By isolating these mechanisms, the template distinguishes between what must be true for choice to be valid and how valid choices are generated in practice. This separation prevents axioms, laws, and representational theorems from being conflated with the processes that produce observed decisions.
SAT – Structure – Mechanisms – Choice (Microeconomic Foundations)
| Mechanism | Definition | Entities | Properties | Variables | Laws / Relations | Invariants Preserved | Conditions |
|---|---|---|---|---|---|---|---|
| Preference Comparison | Evaluation of admissible alternatives relative to an ordering over outcomes. | Decision-maker; alternatives | Preference ordering; comparability | Preference relations | Completeness; Transitivity | Symmetry; Stability | Well-defined option set |
| Constraint Filtering | Elimination of inadmissible alternatives prior to selection. | Decision-maker; alternatives | Feasibility; resource limits | Feasible set | Feasibility (Constraint Satisfaction) | Balance | Defined constraints |
| Optimization / Selection | Selection of a non-dominated alternative from the feasible set. | Decision-maker; alternatives | Preference ordering; dominance | Chosen option | No Dominated Choice; Optimality Conditions | Optimality | Comparable alternatives |
| Revealed Choice Mapping | Inference of consistent choice relations from observed selections. | Decision-maker; observed choices | Behavioral consistency | Choice correspondence | Consistency of Choice (Revealed Preference) | Stability | Stable preferences across observations |
| Stochastic Selection | Probabilistic selection among alternatives under a stable choice structure. | Decision-maker; alternatives | Choice probabilities | Selection frequencies | Stochastic Choice Regularity | Distribution | Random utility regime |
Taken together, the mechanisms of Choice form a closed procedural core for microeconomic foundations. They account for evaluation of alternatives, restriction by constraints, selection among feasible options, inference of preference structure from behavior, and probabilistic variation in choice. Each mechanism produces admissible outcomes while preserving the invariants required by choice theory.

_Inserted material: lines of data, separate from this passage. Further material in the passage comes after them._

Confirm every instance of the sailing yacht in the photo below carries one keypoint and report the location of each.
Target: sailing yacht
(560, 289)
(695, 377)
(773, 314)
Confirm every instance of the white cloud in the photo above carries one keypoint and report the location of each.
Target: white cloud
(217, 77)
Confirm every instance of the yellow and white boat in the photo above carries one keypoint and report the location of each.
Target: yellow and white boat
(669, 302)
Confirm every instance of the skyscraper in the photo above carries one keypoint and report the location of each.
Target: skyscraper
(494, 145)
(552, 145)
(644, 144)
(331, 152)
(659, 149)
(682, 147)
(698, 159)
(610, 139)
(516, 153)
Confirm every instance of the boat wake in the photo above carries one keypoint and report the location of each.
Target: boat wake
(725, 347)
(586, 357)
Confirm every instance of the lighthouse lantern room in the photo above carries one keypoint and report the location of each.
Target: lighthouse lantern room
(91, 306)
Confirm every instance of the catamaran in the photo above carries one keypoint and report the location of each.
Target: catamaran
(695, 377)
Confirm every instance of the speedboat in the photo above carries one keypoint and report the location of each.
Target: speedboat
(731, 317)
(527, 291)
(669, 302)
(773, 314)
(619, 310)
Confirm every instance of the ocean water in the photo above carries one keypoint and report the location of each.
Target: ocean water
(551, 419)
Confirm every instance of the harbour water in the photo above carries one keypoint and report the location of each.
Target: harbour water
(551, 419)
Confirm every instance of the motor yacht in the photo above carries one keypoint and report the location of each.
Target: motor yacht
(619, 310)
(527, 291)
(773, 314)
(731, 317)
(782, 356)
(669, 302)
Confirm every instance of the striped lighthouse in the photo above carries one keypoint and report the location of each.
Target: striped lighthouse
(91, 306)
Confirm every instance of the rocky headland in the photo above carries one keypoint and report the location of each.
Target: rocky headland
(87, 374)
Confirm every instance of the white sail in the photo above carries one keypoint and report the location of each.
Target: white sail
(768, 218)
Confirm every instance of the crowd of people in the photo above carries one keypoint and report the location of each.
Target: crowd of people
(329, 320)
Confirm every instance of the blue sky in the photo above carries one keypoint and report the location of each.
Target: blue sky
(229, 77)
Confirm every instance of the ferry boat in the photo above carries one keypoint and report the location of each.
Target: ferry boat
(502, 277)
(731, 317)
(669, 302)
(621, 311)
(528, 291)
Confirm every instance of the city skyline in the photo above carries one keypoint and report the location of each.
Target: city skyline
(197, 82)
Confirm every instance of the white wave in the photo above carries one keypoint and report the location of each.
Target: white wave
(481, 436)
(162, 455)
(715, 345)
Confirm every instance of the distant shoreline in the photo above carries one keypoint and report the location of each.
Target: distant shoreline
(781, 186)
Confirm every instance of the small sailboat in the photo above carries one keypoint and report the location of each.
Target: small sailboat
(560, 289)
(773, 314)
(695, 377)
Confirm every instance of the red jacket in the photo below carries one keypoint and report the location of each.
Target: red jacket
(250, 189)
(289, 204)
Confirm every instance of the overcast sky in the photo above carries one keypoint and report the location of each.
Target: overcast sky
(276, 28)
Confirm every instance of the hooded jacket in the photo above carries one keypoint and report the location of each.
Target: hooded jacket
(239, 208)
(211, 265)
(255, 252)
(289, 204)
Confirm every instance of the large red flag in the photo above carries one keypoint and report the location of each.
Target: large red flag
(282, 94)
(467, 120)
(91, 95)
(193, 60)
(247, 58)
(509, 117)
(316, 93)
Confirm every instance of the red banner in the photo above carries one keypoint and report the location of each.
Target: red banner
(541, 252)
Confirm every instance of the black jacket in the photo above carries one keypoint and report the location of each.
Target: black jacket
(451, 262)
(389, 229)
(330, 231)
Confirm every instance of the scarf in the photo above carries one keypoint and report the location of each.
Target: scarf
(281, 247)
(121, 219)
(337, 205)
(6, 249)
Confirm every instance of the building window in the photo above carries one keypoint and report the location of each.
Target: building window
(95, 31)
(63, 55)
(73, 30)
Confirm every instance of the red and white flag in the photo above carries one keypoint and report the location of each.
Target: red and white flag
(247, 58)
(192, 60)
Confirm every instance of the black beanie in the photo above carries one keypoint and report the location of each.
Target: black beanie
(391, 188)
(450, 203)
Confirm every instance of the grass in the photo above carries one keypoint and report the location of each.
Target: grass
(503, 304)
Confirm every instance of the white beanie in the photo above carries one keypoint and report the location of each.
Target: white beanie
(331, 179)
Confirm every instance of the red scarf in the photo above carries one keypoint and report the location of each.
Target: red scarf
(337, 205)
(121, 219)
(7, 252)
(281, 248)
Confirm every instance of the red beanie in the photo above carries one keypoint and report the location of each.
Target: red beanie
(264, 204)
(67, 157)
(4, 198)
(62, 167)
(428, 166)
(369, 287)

These mechanisms do not explain why preferences exist, how they are formed, or how they change over time. They also do not imply equilibrium, coordination, or efficiency beyond what the laws of choice already require. Their role is narrower and more precise: to specify the causal processes that turn admissible preference structures into concrete selections.
Choice mechanisms therefore supply the necessary bridge between abstract decision constraints and observable behavior. Only once these mechanisms are made explicit can interaction mechanisms operate coherently and aggregate mechanisms be meaningfully defined.